Economy

The Potential Relief for Emerging Markets as the US Dollar Weakens

Published November 20, 2023

As of late, there's been a noticeable drop in the U.S. Dollar Index (DXY), hitting a two-month low, influenced by consumer price inflation data that emerged weaker than anticipated. This new trend suggests a period of disinflation is setting in, hinting that the aggressive inflation control by the Federal Reserve may be starting to show results. Even producer prices, along with import and export costs, are showing signs of deflation.

Economic Indicators and Fed Policy

The latest statistics are fueling speculation that the Federal Reserve may halt its rate-hiking cycle, potentially capping the Fed Funds rate at about 5.5%. This scenario is slightly less aggressive than previously forecasted in the Fed's dot plot for 2023. Futures contracts traded at the Chicago Mercantile Exchange support this viewpoint, with market predictions leaning away from additional rate hikes going into 2024.

Traditionally, hikes in U.S. interest rates attract foreign investment due to the appealing yields, which drive up the demand and value of the U.S. dollar. Conversely, if U.S. rates stabilize or decrease, the dollar's attractiveness diminishes. The CME's FedWatch tool even proposes a slight possibility of rate cuts from May 2024.

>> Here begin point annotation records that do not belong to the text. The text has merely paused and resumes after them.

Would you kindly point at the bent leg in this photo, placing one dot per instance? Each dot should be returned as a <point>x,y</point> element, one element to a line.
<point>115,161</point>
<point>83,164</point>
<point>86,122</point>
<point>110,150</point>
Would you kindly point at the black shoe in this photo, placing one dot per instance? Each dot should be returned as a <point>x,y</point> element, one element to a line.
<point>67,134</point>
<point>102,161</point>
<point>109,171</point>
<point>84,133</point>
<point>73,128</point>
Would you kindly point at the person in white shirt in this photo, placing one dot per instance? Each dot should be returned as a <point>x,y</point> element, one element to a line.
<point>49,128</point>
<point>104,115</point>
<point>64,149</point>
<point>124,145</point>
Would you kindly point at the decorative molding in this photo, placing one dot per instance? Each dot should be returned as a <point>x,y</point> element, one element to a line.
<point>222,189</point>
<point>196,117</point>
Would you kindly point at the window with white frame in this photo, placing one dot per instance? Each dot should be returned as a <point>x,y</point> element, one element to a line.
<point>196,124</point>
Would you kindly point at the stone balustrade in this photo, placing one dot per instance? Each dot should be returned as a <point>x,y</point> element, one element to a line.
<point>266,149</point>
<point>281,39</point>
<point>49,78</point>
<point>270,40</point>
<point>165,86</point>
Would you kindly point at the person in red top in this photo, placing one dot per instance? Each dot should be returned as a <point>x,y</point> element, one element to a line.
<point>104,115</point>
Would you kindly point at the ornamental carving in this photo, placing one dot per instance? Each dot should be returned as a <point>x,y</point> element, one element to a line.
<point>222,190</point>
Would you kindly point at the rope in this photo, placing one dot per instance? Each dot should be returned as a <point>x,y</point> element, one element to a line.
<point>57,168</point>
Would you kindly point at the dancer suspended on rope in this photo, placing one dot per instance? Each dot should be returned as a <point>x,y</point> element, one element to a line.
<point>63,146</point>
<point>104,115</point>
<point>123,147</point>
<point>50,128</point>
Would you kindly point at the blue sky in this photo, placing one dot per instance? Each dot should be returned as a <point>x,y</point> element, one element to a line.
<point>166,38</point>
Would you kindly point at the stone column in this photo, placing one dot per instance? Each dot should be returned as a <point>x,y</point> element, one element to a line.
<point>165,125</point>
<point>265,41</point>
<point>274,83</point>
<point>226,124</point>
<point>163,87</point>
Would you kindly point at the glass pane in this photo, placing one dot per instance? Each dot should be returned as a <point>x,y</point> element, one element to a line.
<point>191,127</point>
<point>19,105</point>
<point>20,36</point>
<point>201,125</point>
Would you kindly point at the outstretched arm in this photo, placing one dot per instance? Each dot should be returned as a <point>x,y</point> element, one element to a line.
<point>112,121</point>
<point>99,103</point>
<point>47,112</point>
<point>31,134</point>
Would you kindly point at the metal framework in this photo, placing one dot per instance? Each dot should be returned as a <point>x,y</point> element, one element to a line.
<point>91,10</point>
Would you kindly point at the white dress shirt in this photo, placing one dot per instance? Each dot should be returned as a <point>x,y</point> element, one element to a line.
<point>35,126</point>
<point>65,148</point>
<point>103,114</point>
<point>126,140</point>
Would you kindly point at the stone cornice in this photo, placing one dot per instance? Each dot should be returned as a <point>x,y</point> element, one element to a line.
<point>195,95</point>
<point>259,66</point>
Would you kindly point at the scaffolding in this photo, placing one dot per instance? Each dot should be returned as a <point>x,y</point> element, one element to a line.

The Impact on Emerging Markets

A weaker U.S. dollar could be a silver lining for emerging market (EM) economies. Research by the International Monetary Fund (IMF) indicates that a 10% rise in the U.S. dollar can shrink EM economies' output by almost 2% after a year, with effects lingering much longer than in developed economies. As a result, the recent easing of the dollar strength provides some optimism for EM currencies which analysts predict may gradually strengthen by the end of the year.

This potential upturn in currency value could benefit many publicly traded EM companies through favorable currency translation effects. Lazard Asset Management projects that EM earnings growth could potentially double that of developed markets in 2024, highlighting a strong leverage for EM over U.S. equities.

Moreover, one of the most notable implications of a declining dollar lies in how it affects EM debt loads. A significant portion of EM external debt is USD-denominated. Thus, a softening dollar eases the burden of debt servicing for these economies, potentially making their debt loads more manageable.

Investors keen on tapping into EM opportunities could look at vehicles like the iShares MSCI Emerging Markets ETF or the WisdomTree Emerging Currency Strategy Fund for currency exposure, alongside potential U.S. Dollar-focused funds for diverse strategies.